Authorization
All API calls require secure authorization. Secure authorization for all API call relies on the OAuth 2.0 standard. SMART on FHIR provides profiles of OAuth 2.0 for an authorization server to broker:
- The exchange of an access token to an Application (aka API consumer) on behalf of an authenticated user. Per the Terms of Use of the Soarian API, such users may be patients or patient proxies.
- The exchange of contextual information, such as a selected patient, and the ability to constrain tokens to said context.
In order to access data from Soarian via the API, an Application has to first acquire an access token from the API’s authorization server. For detailed information on OAuth 2.0 refer to Authorization
Requesting Authorization on Behalf of a User
To access Cerner’s FHIR® services on behalf of a user, your client Application must make an authorization request through a user agent on the user’s device. This involves the following steps:
- Discover the authorization and token endpoints from the Conformance resource.
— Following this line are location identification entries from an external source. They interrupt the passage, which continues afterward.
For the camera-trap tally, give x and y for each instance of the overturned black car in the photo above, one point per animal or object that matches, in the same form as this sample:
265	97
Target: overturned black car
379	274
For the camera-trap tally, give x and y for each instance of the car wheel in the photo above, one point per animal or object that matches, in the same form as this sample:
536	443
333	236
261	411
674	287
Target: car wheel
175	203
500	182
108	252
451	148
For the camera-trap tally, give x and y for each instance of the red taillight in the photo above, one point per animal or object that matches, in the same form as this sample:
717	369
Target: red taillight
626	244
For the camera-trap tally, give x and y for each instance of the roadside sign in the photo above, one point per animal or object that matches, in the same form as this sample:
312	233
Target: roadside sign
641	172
- Construct an authorization grant request URL.
- Invoke a browser with the authorization grant request URL.
- Receive the OAuth callback.
- Exchange the received grant for a token.
- Close the browser.
- Handle any exceptions encountered.
- Utilize “refresh” tokens.
For details on above steps refer to Authorization
Soarian supports only SMART Application Launch flow as listed in the technical specification
Soarian supports only access on behalf of a patient or patient proxy. In addition, Soarian supports only “patient” scopes for the resources specified in the Conformance statement. For example: patient/Condition.read, patient/MedicationStatement.read…
ActivateLinkToken API to link User Identity to Patient
Overview
Soarian Clinicals generates and provides Activation tokens for each of the patients and/or patient’s proxies who wish to request patient’s data. The Application needs to provide a means to enter Activation tokens and call the ActivateLinkToken API to link the user to the patient record.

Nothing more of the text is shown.